Features: Contact Lenses


Fielding Hits with Contact Lenses

Athletes rely on keen visual systems to provide sharper visual acuity to give them that competitive edge. Whether this is a result of fine-tuning as they’ve become better athletes or an indication of why they are such good athletes in the first place is an ongoing debate. However, there is little debate among eyecare professionals when it comes to helping enhance an athlete’s visual performance. Contact lenses win hands down as the vision correction device of choice prescribed by ECPs who work with athletes at all levels.

In fact, approximately 97 percent of eyecare practitioners prefer contact lenses over spectacles for the active patient, according to an Optometric Trends in Sports Vision study conducted by Pacific University College of Optometry in Forest Grove, Ore., in 2000. Those results are currently being tabulated, notes Alan Reichow, OD, a professor at the school and a vision consultant for Nike. “Fifteen to 20 years ago, only 84 percent of practitioners preferred contact lenses,” he says.

Contact lenses are functionally better for the athlete primarily because they don’t fog and they provide peripheral vision. Even more importantly, they can be visually better for the athlete. In fact, some practitioners determine contact lens design and power based on the athlete’s visual strengths and sport. For instance, optometrist Michael Peters typically prefers contact lenses to refractive surgery even for athletes with no financial restraints. “A Major League Baseball player who can attain 20/10 vision with contact lenses may end up with 20/20 vision after refractive surgery. That could mean the difference between seeing or not seeing the seam of a fastball. Baseball is a sight-specific sport, where seeing even one unit off can make a huge difference in performance,” says the Raleigh, N.C.-based optometrist at 11-unit Eye Care Associates.

Dr. Peters is familiar with elite athletes. He treats members of the National Hockey League’s Carolina Hurricanes, players with the Tampa Bay Devil Rays, Atlanta Braves and Pittsburgh Pirates’ minor league teams as well as the Carolina Cobras Arena Football team. He also works with amateur athletes in such sports as racquetball, tennis, softball, skeet and soccer. In fact, he says about 90 percent of his patients engage in some kind of athletic activity.

While Dr. Peters is careful to fit baseball players with lenses providing the sharpest vision, he explains the level of acuity is not as critical for other sports. “Hockey players are jostled a lot, so we focus on fitting them with a more durable lens. With football, too, we may allow some acuity to slide depending on position. For example, we fit the skills players—quarterback and wide receiver—with the best visual acuity they can get because their positions demand great vision.”
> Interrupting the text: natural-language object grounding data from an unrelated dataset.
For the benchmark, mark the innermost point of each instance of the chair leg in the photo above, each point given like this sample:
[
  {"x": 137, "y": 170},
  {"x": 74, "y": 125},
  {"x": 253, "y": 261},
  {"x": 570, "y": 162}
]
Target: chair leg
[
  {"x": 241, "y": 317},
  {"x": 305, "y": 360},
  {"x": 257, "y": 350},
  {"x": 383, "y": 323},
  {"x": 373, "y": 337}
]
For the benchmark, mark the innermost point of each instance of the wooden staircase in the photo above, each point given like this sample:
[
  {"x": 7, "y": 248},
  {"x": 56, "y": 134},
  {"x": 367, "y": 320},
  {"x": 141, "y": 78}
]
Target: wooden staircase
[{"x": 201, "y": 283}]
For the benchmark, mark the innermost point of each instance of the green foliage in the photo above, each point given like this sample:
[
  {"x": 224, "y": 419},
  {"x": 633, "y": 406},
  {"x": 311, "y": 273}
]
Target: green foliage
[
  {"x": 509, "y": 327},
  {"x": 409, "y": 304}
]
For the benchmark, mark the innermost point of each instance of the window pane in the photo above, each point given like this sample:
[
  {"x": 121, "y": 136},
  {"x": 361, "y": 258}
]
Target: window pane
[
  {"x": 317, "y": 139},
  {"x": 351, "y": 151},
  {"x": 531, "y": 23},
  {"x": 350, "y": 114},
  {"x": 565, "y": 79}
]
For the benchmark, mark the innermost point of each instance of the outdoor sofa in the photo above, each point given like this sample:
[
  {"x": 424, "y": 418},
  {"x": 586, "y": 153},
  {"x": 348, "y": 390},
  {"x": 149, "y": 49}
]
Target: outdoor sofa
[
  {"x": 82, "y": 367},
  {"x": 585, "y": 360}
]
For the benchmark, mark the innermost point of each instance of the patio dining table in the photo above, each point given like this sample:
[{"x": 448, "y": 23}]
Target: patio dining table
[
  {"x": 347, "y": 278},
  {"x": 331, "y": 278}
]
Boca Raton, Fla.-based Lawrence Lampert, OD, agrees that lens design options may need a careful review depending on the sport. “I treated a skydiver who used to lose his contact lenses in his mask after jumping. We were able to avoid that problem by fitting a larger diameter lens,” he notes.

Some doctors concentrate on correcting only distance vision for presbyopic golfers.

Contrast sensitivity can plummet if there is surface build-up on the contact lenses, adds Dr. Reichow, which is why he does not recommend extended wear lenses to athletes. The Pacific University study shows most practitioners agree, with 78 percent of professional athletes wearing soft contact lenses and 31 percent wearing daily wear disposables, he notes.

“High water content is an important consideration for scuba divers whose lenses become [uncomfortable and less effective] the deeper they dive,” says William Leadingham, OD, of the Visual Therapy/Sports Vision Center in Ashland, Ky.

Practitioners need to develop their own arsenal of tried-and-true lenses. Dr. Peters looks to core products as his first-line of correction. And, he says, they need to learn where to focus the athlete’s vision. For instance, he concentrates on correcting only distance vision for presbyopic golfers, reminding them that if they “hit par, they don’t have to take score.”